Actually, it wasn’t just the first 100 pages I didn’t get. I didn’t understand the whole vampire concept. So, there was a vampire attack ages ago, and if you were bitten, you were ‘going Cold’. You could either sweat out the venom for 88 days and be human or drink blood and be a vamp. But then, Tana seemed to have drank blood but not turned into a vampire? Just getting scratched by a vampire’s teeth can make you go Cold? Generally, I thought the whole transformation was badly explained, but that doesn’t begin to cover Coldtowns.
What the heck were they? OK, so I got that they were a sort of vampire quarantine, but humans can live there too, and the infected, but the infected had the chance not to be vampires. There were cameras throughout Coldtowns, but no big deal was made of the footage. Vampires were celebrities and murderers, Coldtowns were horrible places, but a luxury place to be?

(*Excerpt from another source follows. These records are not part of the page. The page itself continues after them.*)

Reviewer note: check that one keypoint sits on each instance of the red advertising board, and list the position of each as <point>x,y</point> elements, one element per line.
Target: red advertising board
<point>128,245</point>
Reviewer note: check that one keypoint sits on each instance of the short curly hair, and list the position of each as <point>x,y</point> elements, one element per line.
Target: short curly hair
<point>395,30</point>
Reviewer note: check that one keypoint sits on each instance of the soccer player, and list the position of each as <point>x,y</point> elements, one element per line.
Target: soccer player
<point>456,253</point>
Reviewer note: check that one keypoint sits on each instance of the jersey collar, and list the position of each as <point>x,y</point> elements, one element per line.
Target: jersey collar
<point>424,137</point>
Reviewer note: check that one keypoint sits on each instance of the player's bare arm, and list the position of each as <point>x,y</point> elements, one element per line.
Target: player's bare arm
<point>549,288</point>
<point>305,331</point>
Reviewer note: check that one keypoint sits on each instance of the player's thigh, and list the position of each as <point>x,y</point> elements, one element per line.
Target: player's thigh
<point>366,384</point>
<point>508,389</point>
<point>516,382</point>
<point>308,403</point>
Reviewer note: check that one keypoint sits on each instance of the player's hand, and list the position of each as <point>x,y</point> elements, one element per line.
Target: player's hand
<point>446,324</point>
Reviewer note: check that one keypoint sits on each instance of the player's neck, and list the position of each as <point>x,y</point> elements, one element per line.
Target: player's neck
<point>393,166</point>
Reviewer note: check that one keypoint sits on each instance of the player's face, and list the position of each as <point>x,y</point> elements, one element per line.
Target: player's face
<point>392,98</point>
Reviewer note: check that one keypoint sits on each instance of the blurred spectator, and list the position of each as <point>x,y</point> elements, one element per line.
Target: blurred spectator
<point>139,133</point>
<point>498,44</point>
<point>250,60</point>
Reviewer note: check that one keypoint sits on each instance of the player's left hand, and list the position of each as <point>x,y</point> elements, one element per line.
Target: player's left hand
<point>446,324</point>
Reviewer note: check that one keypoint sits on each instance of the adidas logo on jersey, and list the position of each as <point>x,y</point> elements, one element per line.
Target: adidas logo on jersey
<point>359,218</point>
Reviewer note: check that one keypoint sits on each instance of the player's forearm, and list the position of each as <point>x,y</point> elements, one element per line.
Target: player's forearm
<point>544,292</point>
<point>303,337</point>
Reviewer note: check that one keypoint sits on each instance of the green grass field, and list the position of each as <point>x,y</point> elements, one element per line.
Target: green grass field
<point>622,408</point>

Again, the concept wasn’t 100% clear, leaving me feeling a little lost in the middle.
The ending got the story back on track. Tana was going on a vampire killing spree and turning into Buffy. There was some garbled backstory for Gavriel and a small romance subplot, but, again nothing too forbidden.
Overall, I just couldn’t get into it. The world building was more like a puzzle I had to put together myself, but with so many missing or irregular pieces that I didn’t bother. The writing style was new for me, very graphic in some places that made my stomach turn. Because I had some many major issues with the plot, I can only give ‘The Coldest Girl in Coldtown’ 1 star. It was definitely not for me.